Por outro lado, o Estado de pensamento liberal busca a completa
separação das duas ordens: os homens, em sua vida privada, até podem ser
católicos, mas o Estado deve ser laico, ateu. Essa separação da Igreja e
do Estado é o erro do liberalismo, pois o mesmo Deus criou aos homens, e
os criou sociáveis, com a necessidade de viverem em sociedade. As leis
não são independentes da Moral: também as leis devem respeitar os
mandamentos divinos, promover o bem da Igreja e dispor os homens para
alcançar aquele bem comum sobrenatural, que é
a glória de Deus mesmo.
Essa
política liberal de separação entre a Igreja e o Estado levantou
dificuldades assim que São Pio X foi eleito Papa, primeiramente na
França, depois em Portugal. Seguiremos aqui a história do que aconteceu
na França.
O
governo francês, liberal, vinha buscando algum pretexto para justificar
a sua separação da Igreja, porém buscavam acusar a Igreja da
responsabilidade.
No
século anterior, o governo francês tinha assinado uma concordata,
segundo a qual o Papa e o Presidente (ou Imperador) intervinham juntos
para a nomeação dos bispos, ou seja, o governo apresentava o candidato a
Roma, e o Papa aprovava ou não, caso não houvesse obstáculos para tal
dignidade.

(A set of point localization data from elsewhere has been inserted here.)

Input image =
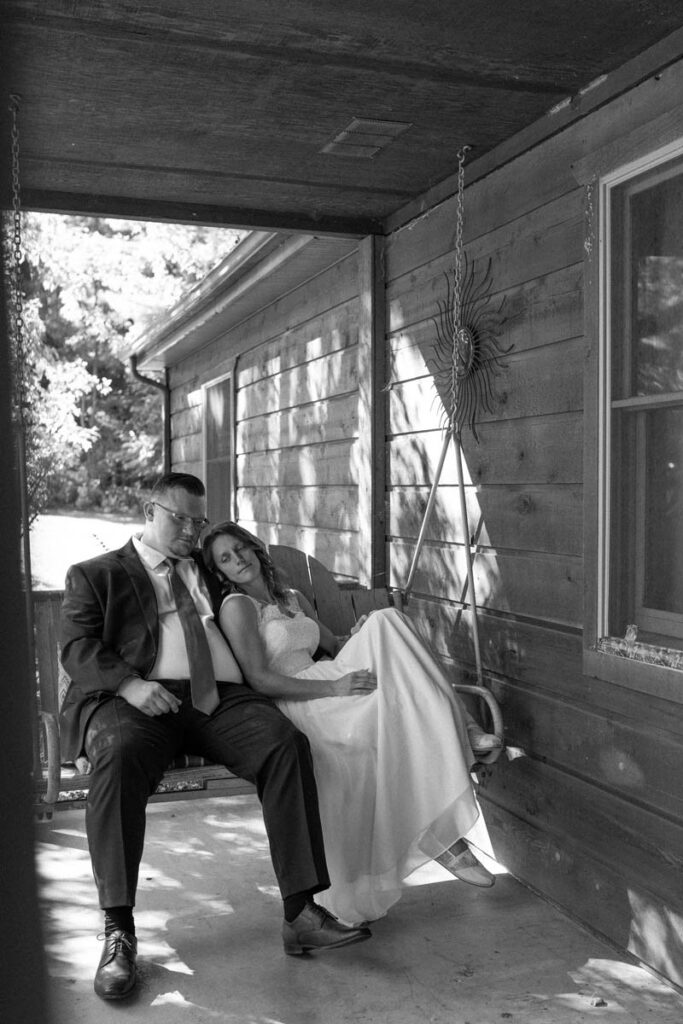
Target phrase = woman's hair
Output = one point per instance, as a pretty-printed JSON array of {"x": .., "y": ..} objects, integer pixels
[{"x": 271, "y": 573}]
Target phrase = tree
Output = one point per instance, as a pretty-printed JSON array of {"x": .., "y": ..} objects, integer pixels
[{"x": 90, "y": 285}]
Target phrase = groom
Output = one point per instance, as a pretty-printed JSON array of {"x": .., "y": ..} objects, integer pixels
[{"x": 152, "y": 676}]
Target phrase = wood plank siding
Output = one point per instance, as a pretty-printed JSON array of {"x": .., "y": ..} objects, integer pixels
[
  {"x": 592, "y": 816},
  {"x": 295, "y": 365}
]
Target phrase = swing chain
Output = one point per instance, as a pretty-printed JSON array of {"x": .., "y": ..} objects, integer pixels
[
  {"x": 458, "y": 269},
  {"x": 15, "y": 260}
]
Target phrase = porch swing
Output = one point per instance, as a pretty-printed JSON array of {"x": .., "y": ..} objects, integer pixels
[{"x": 467, "y": 356}]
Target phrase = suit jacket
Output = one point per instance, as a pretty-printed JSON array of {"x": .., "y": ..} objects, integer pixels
[{"x": 110, "y": 631}]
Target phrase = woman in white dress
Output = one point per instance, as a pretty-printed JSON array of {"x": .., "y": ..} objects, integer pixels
[{"x": 388, "y": 736}]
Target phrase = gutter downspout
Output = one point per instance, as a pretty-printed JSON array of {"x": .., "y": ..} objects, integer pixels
[{"x": 166, "y": 409}]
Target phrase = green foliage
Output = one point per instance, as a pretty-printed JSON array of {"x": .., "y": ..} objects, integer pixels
[{"x": 92, "y": 432}]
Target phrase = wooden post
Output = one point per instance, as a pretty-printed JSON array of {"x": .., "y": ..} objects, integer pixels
[
  {"x": 372, "y": 414},
  {"x": 23, "y": 977}
]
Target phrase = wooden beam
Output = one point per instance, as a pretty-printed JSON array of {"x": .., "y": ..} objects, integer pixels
[
  {"x": 372, "y": 414},
  {"x": 81, "y": 204},
  {"x": 594, "y": 95}
]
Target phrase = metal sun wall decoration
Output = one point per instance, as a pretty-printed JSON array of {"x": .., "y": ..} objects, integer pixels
[
  {"x": 467, "y": 358},
  {"x": 468, "y": 354}
]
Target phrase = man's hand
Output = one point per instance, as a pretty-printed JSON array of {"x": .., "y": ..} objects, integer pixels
[
  {"x": 148, "y": 696},
  {"x": 361, "y": 681}
]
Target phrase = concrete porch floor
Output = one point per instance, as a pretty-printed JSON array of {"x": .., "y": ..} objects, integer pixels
[{"x": 210, "y": 950}]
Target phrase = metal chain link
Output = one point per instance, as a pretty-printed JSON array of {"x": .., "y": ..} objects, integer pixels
[
  {"x": 15, "y": 261},
  {"x": 458, "y": 270}
]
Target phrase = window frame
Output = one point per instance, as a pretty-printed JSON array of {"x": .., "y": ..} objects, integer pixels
[
  {"x": 206, "y": 387},
  {"x": 632, "y": 672}
]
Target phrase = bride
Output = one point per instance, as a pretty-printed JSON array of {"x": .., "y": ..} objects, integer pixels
[{"x": 390, "y": 743}]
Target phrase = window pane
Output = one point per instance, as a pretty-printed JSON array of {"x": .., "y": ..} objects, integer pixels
[
  {"x": 663, "y": 578},
  {"x": 656, "y": 292}
]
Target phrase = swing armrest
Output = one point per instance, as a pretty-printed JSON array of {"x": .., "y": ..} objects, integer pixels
[{"x": 496, "y": 718}]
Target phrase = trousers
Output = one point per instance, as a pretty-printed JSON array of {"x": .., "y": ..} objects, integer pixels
[{"x": 130, "y": 751}]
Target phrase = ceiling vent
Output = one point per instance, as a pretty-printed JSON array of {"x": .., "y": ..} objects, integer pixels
[{"x": 365, "y": 137}]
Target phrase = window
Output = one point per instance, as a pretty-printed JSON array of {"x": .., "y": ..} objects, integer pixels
[
  {"x": 641, "y": 414},
  {"x": 218, "y": 449}
]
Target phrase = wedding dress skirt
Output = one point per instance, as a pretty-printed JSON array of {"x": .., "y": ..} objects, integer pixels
[{"x": 392, "y": 767}]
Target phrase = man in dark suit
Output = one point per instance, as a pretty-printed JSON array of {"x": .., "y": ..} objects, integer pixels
[{"x": 134, "y": 702}]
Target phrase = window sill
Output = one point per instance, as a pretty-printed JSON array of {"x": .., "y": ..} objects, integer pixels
[{"x": 636, "y": 668}]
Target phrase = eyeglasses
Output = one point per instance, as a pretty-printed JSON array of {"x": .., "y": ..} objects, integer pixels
[{"x": 183, "y": 520}]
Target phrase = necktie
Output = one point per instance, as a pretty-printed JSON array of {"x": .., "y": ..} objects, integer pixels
[{"x": 202, "y": 679}]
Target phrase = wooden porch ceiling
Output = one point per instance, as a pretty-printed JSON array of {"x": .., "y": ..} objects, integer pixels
[{"x": 199, "y": 110}]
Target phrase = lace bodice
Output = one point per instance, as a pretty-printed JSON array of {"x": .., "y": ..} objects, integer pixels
[{"x": 289, "y": 640}]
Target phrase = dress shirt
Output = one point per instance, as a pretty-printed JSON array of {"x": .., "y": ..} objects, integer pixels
[{"x": 172, "y": 655}]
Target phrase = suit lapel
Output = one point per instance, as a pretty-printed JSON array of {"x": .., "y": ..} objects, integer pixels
[{"x": 141, "y": 584}]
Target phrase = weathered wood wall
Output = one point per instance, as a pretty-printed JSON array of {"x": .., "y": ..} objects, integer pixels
[
  {"x": 593, "y": 815},
  {"x": 296, "y": 416}
]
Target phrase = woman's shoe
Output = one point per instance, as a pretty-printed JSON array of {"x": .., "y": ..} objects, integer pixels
[
  {"x": 480, "y": 741},
  {"x": 460, "y": 860}
]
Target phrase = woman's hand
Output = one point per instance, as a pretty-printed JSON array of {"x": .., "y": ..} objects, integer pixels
[
  {"x": 356, "y": 626},
  {"x": 363, "y": 681}
]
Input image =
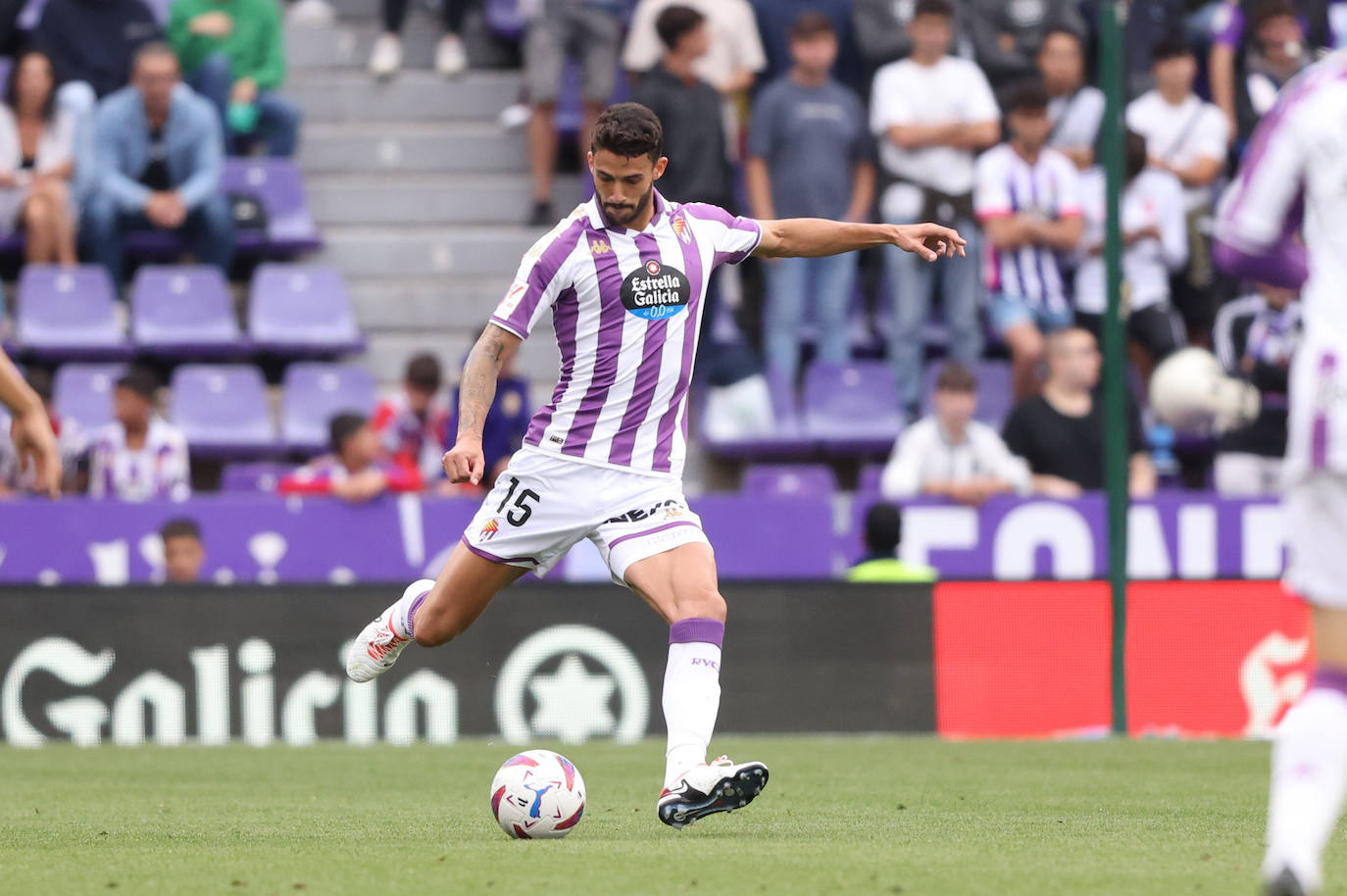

A fim de encontrar um pretexto para desligar-se da Igreja, o
governo francês começou a indicar padres indignos para serem bispos das
dioceses vagas, e pediu a remoção de um bispo, mas com um estilo nada
respeitoso. O Papa teve que recusar as nomeações, porque os candidatos
não eram idôneos. Imediatamente o governo francês cortou as relações
diplomáticas com a Santa Sé, e o Parlamento preparou a toda pressa a lei
de separação da Igreja e do Estado.
Todos
os bens da Igreja passaram a pertencer ao Estado (em outras palavras, o
Estado roubava tudo o que fosse da Igreja: até hoje, todas as igrejas
são propriedade do Estado francês), todos os religiosos estrangeiros
foram expulsos do território francês, as congregações religiosas foram
dissolvidas, os religiosos e religiosas foram expulsos dos hospitais,
colégios, abrigos e asilos. Bispos, padres e seminaristas foram expulsos
das suas casas que passaram a pertencer ao governo, e tiveram que pedir
hospitalidade nas casas particulares e a viver da caridade dos fiéis.
O
Papa protestou energicamente dois dias depois da promulgação dessa
iníqua lei. Com a encíclica Vehementer, do começo de 1906, o Papa
condenou solenemente essa lei da separação. Por fim, o Papa exortou o
clero e o povo católico francês a suportar com resignação as
perseguições, confiando em Deus, de quem procede todo o socorro e todo o
consolo, e também a se manterem sempre firmes na fé, na concórdia e na
união com a Santa Sé. Para demonstrar ao povo francês a sua paternal
benevolência, agora sem a intervenção do Estado, São Pio X consagrou
pessoalmente quatorze bispos franceses. Seriam estes bispos os apóstolos
da França.
Nessa
ocasião, quando os católicos se viram sem igrejas (porque todas elas
tinham passado a pertencer ao Estado), o Papa dirigiu aos franceses uma
frase consoladora, que bem pode ser dita nos nossos dias: "Eles têm as igrejas, vocês têm a Fé".
Concluindo,
pois, devemos dizer que São Pio X, corajoso defensor dos direitos da
Igreja e da religião, nunca deixou de apoiar os católicos diante da
injustiça dos governos liberais, mesmo quando isso custasse inúmeras
penas e sacrifícios. Era o "restabelecimento de todas as coisas Cristo",
seu lema, e diante de abusos de toda espécie, dava mostras da sua mansa
fortaleza, que é a força do justo: "Antes quebrar do que torcer".